Introduced with lilting, fairground-style music by Richard Band, brother of the aforementioned Charles, the story kicks off in a plush hotel on the California coastline in 1939, where we meet the white-haired, Geppetto-like Andre Toulon (Hickey), an ace puppeteer who has mastered a form of ancient Egyptian magic that enables him to breathe life into his creations. Anxious lest these dangerous little critters fall into the wrong hands, he's in hiding from the Nazis and eats lead when they finally track him down, taking his secrets with him.
Cut to the present day (well, the late '80s) and a motley group of psychics assemble at the same hotel to pay their respects to one of their number who has also, as it happens, committed suicide. But as they settle down for the night, it becomes clear that Toulon's puppets are on the loose, causing mayhem, and the question is – who, if anyone, is controlling them?
Band is frank enough to admit in an accompanying interview that this was one of those cases where the title came first, the creature design second and only then was a script cobbled together. The result is a movie whose strongest suit isn't its storyline. That said, the dialogue is sprightly and the characters are entertaining, especially psychic couple Frank (Roe) and Carlissa (O'Reilly,) whose investigations have a habit of degenerating into kinky sex games. Considering it was intended for the grubby medium of VHS, it's a handsome film too, thanks to some opulent sets and the glowing cinematography of Sergio Salvati – both of which can now be fully appreciated in this sparkling 16:9 remaster from the original print.
But really, it's all about the puppets, and these (as created by Dave Allen, who went on to direct Puppet Master II) are undoubtedly impressive, creepy but at the same time endearing.
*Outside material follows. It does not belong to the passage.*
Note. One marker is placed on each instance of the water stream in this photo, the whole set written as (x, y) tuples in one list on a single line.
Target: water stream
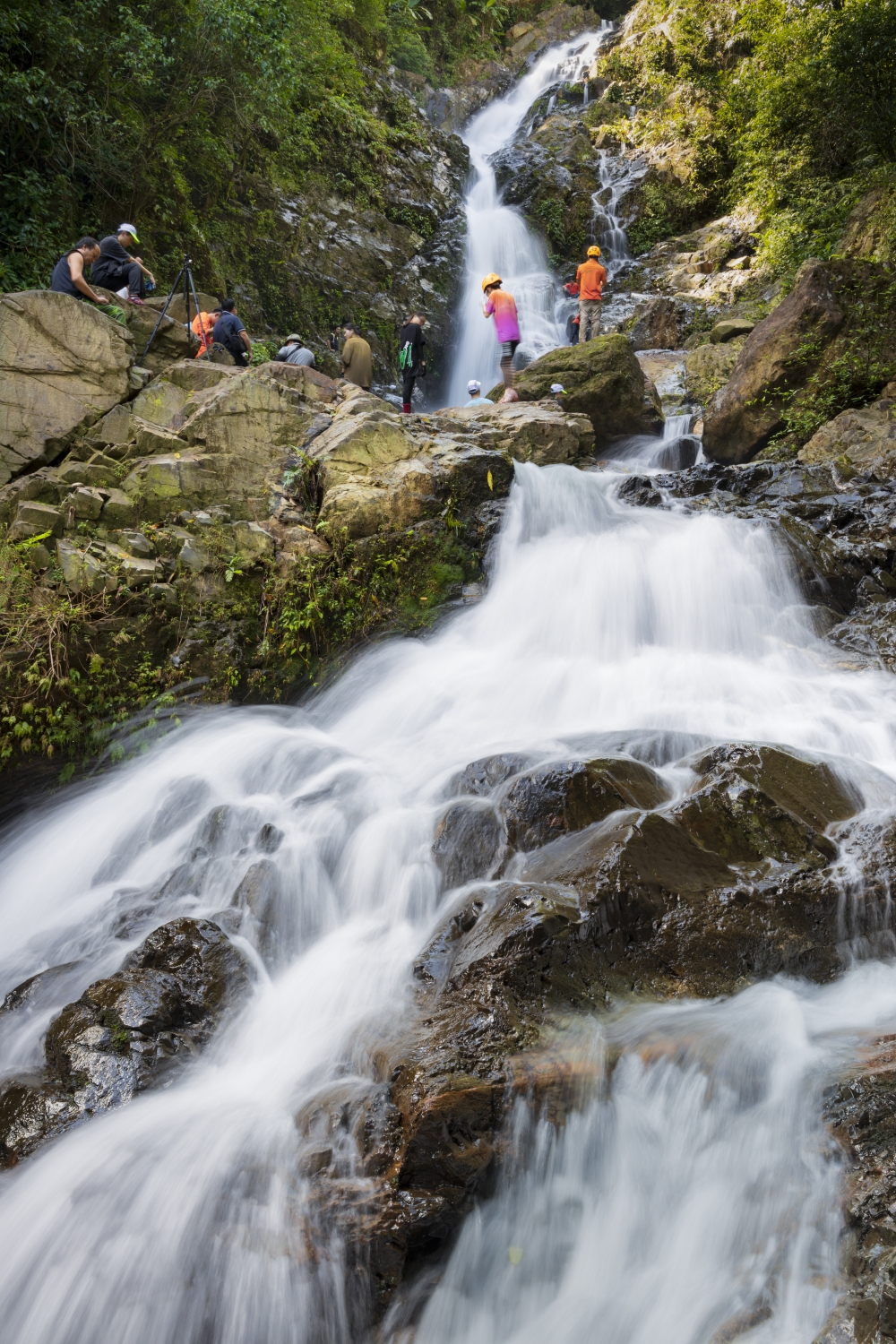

Pinhead – his tiny noodle dwarfed by big shoulders and a pair of chunky mitts – is especially chill-inducing, as is a doll that spews leeches from its mouth. You might expect a high definition transfer to reveal shortcomings in the animation, but not so – the combination of stop-motion and physical puppetry still looks good even to eyes jaded by CGI. (The same, alas, cannot be said of leading man Paul Le Mat's Peter Stringfellow-style blow back barnet.) Yes, the whole thing's a little lightweight and nonsensical, but it's also bright, charming and fun, and a welcome return for the first instalment of a much-loved franchise.
Special Features: Audio Commentary with Justin Kerswell, New DTS soundtrack, Restored HD transfer, Original LCPM soundtrack, Commentary by Charles Band, 'No Strings Attached' original making of featurette, HD trailer, Full Moon trailer park, Reversible Sleeve with original artwork.